Bitcoin exchange trading volumes have hit an all-time high even as the digital currency’s price closes in on a 52-week peak.
According to Bitcoinity, the busiest day for exchanges to date was recorded on 26th November, when some 2.86 million worth of bitcoin was traded across all exchanges indexed by the data provider.
Trading volumes have been setting records in recent weeks, with the previous peak occurring just four weeks ago, on 30th October, when 2.49 million bitcoins were traded.
As trading volumes have risen, so has the price. The price gained $25 or 7.6% in a days’ trading, even as volume surged to its 26th November peak, according to the CoinDesk Bitcoin Price Index.

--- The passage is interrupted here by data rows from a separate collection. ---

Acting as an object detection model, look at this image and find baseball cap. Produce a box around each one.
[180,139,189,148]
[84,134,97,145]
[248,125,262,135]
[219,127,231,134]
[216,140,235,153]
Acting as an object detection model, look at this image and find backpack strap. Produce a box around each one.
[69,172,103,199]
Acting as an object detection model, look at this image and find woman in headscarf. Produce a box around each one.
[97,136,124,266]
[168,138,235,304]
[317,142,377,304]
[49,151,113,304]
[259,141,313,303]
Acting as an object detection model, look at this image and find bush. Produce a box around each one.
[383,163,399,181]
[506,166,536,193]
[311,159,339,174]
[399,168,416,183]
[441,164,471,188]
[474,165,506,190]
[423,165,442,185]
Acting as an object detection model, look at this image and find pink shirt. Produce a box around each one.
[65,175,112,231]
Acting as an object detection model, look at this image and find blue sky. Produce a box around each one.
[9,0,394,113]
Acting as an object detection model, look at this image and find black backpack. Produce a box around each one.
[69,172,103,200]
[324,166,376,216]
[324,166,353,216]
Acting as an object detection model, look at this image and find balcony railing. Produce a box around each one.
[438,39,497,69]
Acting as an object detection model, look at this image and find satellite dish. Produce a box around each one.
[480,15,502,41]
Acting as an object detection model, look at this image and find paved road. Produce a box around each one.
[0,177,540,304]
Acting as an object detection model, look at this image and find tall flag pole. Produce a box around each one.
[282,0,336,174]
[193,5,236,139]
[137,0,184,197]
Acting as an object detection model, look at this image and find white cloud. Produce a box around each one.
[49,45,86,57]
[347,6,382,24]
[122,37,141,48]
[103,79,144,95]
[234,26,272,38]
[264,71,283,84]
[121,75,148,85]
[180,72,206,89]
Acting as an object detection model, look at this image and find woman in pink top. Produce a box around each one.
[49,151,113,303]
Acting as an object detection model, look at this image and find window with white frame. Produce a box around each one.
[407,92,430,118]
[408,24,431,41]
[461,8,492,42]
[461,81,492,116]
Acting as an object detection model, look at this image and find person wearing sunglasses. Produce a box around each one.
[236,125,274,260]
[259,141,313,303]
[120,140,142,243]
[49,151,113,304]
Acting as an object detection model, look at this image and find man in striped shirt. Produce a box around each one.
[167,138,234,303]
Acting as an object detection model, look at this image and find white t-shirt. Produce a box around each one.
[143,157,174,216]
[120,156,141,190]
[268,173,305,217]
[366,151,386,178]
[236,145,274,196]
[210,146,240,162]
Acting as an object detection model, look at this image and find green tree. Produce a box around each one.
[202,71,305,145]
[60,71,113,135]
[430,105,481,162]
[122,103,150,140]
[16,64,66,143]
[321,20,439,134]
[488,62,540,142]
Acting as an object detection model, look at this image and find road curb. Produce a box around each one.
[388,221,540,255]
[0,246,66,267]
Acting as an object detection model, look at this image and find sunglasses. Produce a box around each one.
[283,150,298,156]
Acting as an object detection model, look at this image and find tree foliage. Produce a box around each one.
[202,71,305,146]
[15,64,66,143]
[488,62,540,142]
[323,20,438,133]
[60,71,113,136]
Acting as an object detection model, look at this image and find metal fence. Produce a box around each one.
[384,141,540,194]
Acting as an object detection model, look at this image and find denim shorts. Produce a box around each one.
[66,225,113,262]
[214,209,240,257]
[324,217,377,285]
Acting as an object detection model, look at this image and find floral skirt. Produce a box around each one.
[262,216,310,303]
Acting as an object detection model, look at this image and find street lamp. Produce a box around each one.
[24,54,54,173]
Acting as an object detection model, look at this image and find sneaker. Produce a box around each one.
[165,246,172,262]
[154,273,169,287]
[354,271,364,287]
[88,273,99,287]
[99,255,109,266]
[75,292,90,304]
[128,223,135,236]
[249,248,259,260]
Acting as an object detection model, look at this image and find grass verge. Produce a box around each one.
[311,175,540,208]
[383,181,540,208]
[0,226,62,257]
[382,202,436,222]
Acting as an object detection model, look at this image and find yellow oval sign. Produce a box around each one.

Similar volume growth accompanied price rallies at the end of October and early November.
Greater mainstream adoption?
Although the surge in volume took place on the eve of the major shopping event Black Friday – holding out the possibility of a link between greater consumer adoption of bitcoin and its price and volume spike – market-watchers CoinDesk spoke to believe the run-up has been driven by traders and exchanges themselves, not commercial activity.
“Only a small percentage of exchange volume will be due to genuine bitcoin use or adoption,” said Alistair Milne, who the runs Monaco-based Altana Digital Currency Fund.
As more exchanges introduce leveraged trading, the possibility of outsized movements in the bitcoin price grows. As borrowed funds come due, they can cause the price to jump or plunge while the borrowed sums are settled, Milne added.
“But bitcoin traders, especially those using leverage, artificially amplify short term supply or demand in both directions … when leveraged contracts come to maturity or settlement, they can cause large movements in the spot price,” he said.
One exchange that recently introduced leveraged trading is BTCC. It launched its BTCC Pro Exchange last month, allowing traders to borrow up to 20 times their principal, leading to a “noticeable” uptick in trading activity, the exchange said.
“We have seen a noticeable increase in users and activity since our introduction of 20x leveraged trading in mid-October,” BTCC chief executive Bobby Lee said in a statement.
The disconnect between real-world bitcoin adoption and the bitcoin price is illustrated by the fact that the total number of transactions on the bitcoin blockchain has increased at a steady rate over the past year, nearly doubling from about 53 million transactions 12 months ago to some 95 million transactions today, according to Blockchain.info.
The bitcoin price, meanwhile, is trading at around $380 today – roughly the same level it was 12 months ago.
“[Bitcoin transactions] have doubled in 12 months, while price hasn’t!” Milne said.
Besides leverage driving up volumes, some market observers also believe exchanges themselves have installed automated trading software to inflate the number of trades taking place on their platforms. This creates the illusion of a highly liquid marketplace, potentially attracting more customers.
Milne, for one, believes this is the case:
“It has become quite obvious to anyone watching the markets daily that some exchanges – I won’t name them – appear to run ‘bots’ to ramp up their volume. I assume they believe they will attract more new customers if they appear higher in the table of exchange volume.”
Two China-based exchanges dominate the volume charts: OKCoin and Huobi, which collectively account for 78% of volume in the last 30 days, according to Bitcoinity.
By contrast, Bobby Lee’s BTCC had about 5% of trading activity in the same period. Lee offers reasons for the increase in activity rooted in fundamental demand for bitcoin beyond speculators and the by-products of leveraged trading:
“China overall has also seen a noticeable increase in volumes due to a combination of increased awareness of bitcoin as a useful digital asset, and concerns in China about the bearish stock markets here, the increasing strength of the US dollar vis-à-vis the yuan and global sovereign debt concerns.”